From BBC News:
The leaders of Britain's most prominent cultural bodies are to appeal directly to the prime minister not to cause irreparable damage to the arts.
The coalition government has asked all major arts funding bodies to show how they would manage cuts of 25% or 30%.
Culture minister Ed Vaizey has said everybody has to take their share of cuts.
Arts Council England will join organisations like the National Theatre and Tate to make the appeal later.
Mr Vaizey said organisations were "absolutely entitled" to make their case to government but "everybody had to share their burden of the cuts that were coming".
"Nobody should be in any doubt at all that we strongly support the work that arts organisations do in this country, but equally they have to be in no doubt at all that we face a very tough financial environment left for us by the last Labour government.

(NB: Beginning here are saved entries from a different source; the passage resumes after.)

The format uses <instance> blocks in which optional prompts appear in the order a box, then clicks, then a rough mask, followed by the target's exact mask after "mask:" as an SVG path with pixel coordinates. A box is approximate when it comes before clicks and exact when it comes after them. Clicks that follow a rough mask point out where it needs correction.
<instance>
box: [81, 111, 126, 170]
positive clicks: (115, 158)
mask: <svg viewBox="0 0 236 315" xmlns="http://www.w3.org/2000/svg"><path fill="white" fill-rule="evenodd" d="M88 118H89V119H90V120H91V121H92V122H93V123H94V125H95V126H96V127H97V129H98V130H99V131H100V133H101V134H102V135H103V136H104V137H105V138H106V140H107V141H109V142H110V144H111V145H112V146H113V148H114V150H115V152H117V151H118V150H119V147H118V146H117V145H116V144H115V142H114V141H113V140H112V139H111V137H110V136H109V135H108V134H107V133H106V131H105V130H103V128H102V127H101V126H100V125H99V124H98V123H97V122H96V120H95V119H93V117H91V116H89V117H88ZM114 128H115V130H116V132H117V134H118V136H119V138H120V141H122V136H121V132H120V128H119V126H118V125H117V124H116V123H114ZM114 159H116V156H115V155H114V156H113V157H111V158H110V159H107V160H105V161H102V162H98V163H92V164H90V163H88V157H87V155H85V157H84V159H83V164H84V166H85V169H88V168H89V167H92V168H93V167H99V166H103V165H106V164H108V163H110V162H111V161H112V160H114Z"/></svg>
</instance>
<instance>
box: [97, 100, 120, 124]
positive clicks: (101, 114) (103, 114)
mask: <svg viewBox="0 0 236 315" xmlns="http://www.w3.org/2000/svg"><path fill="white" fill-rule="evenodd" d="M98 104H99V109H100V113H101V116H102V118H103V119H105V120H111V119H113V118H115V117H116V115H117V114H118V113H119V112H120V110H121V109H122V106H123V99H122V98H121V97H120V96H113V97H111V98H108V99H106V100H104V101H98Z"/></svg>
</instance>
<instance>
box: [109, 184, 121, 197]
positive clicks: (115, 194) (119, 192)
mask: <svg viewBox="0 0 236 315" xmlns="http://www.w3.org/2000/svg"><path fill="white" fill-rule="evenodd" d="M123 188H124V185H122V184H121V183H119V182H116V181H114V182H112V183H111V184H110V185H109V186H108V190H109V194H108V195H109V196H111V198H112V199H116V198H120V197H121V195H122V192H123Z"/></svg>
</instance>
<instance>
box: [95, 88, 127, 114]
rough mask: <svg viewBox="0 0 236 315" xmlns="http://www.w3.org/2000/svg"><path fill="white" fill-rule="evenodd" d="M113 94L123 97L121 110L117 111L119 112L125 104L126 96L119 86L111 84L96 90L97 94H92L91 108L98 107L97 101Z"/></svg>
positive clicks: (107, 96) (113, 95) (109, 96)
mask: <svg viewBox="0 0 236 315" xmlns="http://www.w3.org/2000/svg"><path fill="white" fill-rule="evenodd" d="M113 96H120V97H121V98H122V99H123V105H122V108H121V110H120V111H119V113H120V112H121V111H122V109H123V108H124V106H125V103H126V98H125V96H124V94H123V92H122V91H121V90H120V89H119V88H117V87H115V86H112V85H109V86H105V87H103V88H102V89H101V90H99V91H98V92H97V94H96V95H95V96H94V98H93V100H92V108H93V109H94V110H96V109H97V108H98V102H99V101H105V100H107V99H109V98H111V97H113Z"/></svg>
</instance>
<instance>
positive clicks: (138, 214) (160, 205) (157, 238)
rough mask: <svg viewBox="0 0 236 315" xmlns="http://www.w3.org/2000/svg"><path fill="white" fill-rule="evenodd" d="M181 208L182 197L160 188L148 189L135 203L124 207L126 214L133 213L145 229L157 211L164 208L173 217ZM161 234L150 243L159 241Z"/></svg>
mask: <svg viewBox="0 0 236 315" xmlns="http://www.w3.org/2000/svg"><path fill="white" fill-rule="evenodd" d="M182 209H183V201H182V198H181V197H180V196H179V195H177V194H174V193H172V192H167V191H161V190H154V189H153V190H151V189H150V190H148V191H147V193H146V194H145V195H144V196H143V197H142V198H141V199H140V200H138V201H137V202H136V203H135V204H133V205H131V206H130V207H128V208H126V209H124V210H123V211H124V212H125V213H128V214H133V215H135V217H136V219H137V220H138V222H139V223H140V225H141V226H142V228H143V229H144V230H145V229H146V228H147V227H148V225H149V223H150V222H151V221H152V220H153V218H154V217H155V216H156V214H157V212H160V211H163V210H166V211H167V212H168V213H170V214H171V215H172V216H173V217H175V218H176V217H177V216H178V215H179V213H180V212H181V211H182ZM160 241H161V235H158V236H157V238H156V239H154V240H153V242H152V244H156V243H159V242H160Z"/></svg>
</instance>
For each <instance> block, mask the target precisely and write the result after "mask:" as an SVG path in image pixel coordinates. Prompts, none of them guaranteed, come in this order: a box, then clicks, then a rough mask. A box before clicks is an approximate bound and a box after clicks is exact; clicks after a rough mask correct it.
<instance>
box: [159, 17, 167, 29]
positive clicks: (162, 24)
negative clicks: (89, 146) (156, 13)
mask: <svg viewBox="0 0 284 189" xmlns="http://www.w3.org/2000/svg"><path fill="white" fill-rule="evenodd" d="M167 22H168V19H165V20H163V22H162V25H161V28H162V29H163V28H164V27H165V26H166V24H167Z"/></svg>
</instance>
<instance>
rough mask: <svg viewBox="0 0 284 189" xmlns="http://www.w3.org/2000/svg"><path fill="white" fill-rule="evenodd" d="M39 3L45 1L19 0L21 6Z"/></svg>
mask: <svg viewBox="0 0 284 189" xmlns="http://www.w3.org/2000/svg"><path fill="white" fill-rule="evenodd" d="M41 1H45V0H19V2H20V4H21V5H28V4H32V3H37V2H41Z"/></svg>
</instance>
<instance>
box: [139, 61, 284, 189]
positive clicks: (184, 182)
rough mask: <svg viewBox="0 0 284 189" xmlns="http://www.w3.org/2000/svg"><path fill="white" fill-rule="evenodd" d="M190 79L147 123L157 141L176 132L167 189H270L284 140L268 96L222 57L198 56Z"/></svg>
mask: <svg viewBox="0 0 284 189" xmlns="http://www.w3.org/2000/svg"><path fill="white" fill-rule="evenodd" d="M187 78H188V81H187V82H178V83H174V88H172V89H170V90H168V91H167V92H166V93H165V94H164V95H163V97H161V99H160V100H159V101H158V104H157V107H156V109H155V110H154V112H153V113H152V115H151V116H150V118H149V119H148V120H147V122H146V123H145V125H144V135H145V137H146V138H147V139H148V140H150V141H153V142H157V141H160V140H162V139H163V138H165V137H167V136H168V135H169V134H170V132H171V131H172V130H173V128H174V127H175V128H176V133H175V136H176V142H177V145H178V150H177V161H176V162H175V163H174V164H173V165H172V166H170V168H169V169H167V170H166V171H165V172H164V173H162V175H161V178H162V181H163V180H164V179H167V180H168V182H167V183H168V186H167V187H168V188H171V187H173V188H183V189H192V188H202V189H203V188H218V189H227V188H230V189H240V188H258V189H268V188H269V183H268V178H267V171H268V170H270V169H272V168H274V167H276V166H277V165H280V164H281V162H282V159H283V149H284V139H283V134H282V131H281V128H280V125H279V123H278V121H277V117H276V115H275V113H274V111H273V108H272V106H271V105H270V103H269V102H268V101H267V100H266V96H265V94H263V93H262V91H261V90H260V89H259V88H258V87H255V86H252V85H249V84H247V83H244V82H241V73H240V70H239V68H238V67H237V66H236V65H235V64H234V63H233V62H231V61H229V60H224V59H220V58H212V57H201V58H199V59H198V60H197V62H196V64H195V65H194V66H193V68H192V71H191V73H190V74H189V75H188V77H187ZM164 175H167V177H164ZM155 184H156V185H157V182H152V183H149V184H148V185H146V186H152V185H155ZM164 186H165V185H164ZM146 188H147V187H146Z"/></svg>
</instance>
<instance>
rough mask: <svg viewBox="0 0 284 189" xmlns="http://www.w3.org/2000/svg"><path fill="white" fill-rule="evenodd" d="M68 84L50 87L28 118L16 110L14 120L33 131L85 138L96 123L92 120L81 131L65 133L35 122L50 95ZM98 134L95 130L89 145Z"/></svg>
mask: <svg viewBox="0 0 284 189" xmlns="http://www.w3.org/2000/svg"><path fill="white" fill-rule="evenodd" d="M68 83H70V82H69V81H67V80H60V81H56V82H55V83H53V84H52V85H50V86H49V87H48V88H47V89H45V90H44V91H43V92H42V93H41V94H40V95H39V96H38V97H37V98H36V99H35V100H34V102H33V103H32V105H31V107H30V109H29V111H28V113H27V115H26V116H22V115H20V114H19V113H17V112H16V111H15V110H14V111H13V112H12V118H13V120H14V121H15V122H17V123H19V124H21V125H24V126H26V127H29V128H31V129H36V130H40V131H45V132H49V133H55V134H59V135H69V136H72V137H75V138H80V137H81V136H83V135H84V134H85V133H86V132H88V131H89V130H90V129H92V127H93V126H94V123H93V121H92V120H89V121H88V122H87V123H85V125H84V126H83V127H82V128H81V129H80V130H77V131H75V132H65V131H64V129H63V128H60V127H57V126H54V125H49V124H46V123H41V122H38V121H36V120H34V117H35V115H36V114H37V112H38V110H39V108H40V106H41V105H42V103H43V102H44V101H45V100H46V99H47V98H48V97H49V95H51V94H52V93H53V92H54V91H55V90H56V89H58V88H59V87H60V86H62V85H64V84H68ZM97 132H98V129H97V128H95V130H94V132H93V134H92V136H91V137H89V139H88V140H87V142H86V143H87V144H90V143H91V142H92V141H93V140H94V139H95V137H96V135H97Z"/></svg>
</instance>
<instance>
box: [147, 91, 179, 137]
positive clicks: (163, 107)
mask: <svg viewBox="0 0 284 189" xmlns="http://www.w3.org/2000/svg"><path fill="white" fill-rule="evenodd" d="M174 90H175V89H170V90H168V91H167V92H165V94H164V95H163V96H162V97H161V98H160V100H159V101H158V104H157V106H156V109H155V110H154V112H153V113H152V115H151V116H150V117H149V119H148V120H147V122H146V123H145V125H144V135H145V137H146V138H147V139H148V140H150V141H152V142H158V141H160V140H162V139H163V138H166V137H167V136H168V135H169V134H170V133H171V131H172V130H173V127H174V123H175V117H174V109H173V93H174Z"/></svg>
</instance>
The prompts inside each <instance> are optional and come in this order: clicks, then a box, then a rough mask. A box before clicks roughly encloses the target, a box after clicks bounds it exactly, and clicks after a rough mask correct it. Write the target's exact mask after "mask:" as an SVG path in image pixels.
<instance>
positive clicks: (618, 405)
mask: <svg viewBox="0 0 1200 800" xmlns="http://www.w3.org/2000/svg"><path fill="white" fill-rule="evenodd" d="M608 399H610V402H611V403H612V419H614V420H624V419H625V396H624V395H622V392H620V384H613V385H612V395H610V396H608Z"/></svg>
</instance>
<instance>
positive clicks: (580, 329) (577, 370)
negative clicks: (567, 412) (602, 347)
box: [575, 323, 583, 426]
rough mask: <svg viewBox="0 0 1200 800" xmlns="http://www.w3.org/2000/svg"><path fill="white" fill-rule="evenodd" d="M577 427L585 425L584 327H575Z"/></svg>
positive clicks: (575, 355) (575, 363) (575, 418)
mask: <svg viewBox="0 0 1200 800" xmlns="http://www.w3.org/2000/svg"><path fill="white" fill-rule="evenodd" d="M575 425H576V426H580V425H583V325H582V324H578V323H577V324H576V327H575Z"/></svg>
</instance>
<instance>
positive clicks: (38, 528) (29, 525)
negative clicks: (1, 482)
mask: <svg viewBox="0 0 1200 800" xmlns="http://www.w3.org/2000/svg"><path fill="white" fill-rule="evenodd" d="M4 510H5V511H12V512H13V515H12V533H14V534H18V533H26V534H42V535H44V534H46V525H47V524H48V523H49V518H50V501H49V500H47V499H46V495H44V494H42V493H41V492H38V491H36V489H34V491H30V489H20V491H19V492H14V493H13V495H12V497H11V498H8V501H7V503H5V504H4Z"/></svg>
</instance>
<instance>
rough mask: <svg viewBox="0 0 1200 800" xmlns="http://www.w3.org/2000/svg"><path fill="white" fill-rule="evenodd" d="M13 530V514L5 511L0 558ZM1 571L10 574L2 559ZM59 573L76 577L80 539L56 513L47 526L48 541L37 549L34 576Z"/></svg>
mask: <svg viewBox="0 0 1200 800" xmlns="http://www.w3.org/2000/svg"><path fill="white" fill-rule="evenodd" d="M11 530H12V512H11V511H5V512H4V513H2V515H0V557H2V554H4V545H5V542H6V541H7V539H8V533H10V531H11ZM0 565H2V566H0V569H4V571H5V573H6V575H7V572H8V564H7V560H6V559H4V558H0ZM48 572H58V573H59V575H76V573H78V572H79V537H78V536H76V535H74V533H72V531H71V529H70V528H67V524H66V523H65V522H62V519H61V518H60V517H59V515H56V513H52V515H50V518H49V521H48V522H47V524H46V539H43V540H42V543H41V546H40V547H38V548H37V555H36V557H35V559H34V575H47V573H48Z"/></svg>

"We're going to work together to make sure that we can continue to deliver first class arts to as many people as possible but we have to work together to make this happen," he said.
The government hopes private money will help plug the gap, but it has emerged some of the country's leading philanthropists are writing to Prime Minister David Cameron warning that such an ambition is overly optimistic.
The appeal comes the day after a warning that the number of theatres at risk of demolition could grow in the next year because of funding cuts.
The Theatres Trust latest "at risk" register highlights 55 buildings facing an uncertain future, with cuts seen as a major area of concern.